Re: [PATCH v2 1/3] sched/uclamp: Set max_spare_cap_cpu even if max_spare_cap is 0

From: Qais Yousef
Date: Sat Feb 11 2023 - 12:51:00 EST


On 02/09/23 19:02, Dietmar Eggemann wrote:
> On 07/02/2023 10:45, Vincent Guittot wrote:
> > On Sun, 5 Feb 2023 at 23:43, Qais Yousef <qyousef@xxxxxxxxxxx> wrote:
> >>
> >> When uclamp_max is being used, the util of the task could be higher than
> >> the spare capacity of the CPU, but due to uclamp_max value we force fit
> >> it there.
> >>
> >> The way the condition for checking for max_spare_cap in
> >> find_energy_efficient_cpu() was constructed; it ignored any CPU that has
> >> its spare_cap less than or _equal_ to max_spare_cap. Since we initialize
> >> max_spare_cap to 0; this lead to never setting max_spare_cap_cpu and
> >> hence ending up never performing compute_energy() for this cluster and
> >> missing an opportunity for a better energy efficient placement to honour
> >> uclamp_max setting.
> >>
> >> max_spare_cap = 0;
> >> cpu_cap = capacity_of(cpu) - task_util(p); // 0 if task_util(p) is high
> >>
> >> ...
> >>
> >> util_fits_cpu(...); // will return true if uclamp_max forces it to fit
>
> s/true/1/ ?
>
> >>
> >> ...
> >>
> >> // this logic will fail to update max_spare_cap_cpu if cpu_cap is 0
> >> if (cpu_cap > max_spare_cap) {
> >> max_spare_cap = cpu_cap;
> >> max_spare_cap_cpu = cpu;
> >> }
> >>
> >> prev_spare_cap suffers from a similar problem.
> >>
> >> Fix the logic by converting the variables into long and treating -1
> >> value as 'not populated' instead of 0 which is a viable and correct
> >> spare capacity value.
>
> The issue I see here is in case we don't have any spare capacity left,
> the energy calculation (in terms CPU utilization) isn't correct anymore.
>
> Due to `effective_cpu_util()` returning `max=arch_scale_cpu_capacity()`
> you never know how big the `busy_time` for the PD really is in this moment.
>
> eenv_pd_busy_time()
>
> for_each_cpu(cpu, pd_cpus)
> busy_time += effective_cpu_util(..., ENERGY_UTIL, ...)
> ^^^^^^^^^
>
> with:
>
> sum_util = min(busy_time + task_busy_time, pd_cap)
> ^^^^^^^^^
>
> freq = (1.25 * max_util / max) * max_freq
>
> energy = (perf_state(freq)->cost / max) * sum_util
>
>
> energy is not related to CPU utilization anymore (since there is no idle
> time/spare capacity) left.

Am I right that what you're saying is that the energy calculation for the PD
will be capped to a certain value and this is why you think the energy is
incorrect?

What should be the correct energy (in theory at least)?

>
> So EAS keeps packing on the cheaper PD/clamped OPP.

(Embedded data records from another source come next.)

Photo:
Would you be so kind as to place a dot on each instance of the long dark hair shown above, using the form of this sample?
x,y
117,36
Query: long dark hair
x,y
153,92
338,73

Which is the desired behavior for uclamp_max?

The only issue I see is that we want to distribute within a pd. Which is
something I was going to work on and send after later - but can lump it in this
series if it helps.

>
> E.g. Juno-r0 [446 1024 1024 446 446 446] with 6 8ms/16ms uclamp_max=440
> tasks all running on little PD, cpumask=0x39. The big PD is idle but
> never beats prev_cpu in terms of energy consumption for the wakee.

IIUC I'm not seeing this being a problem. The goal of capping with uclamp_max
is two folds:

1. Prevent tasks from consuming energy.
2. Keep them away from expensive CPUs.

2 is actually very important for 2 reasons:

a. Because of max aggregation - any uncapped tasks that wakes up will
cause a frequency spike on this 'expensive' cpu. We don't have
a mechanism to downmigrate it - which is another thing I'm working
on.
b. It is desired to keep these bigger cpu idle ready for more important
work.

For 2, generally we don't want these tasks to steal bandwidth from these CPUs
that we'd like to preserve for other type of work.

Of course userspace has control by selecting the right uclamp_max value. They
can increase it to allow a spill to next pd - or keep it low to steer them more
strongly on a specific pd.


Cheers

--
Qais Yousef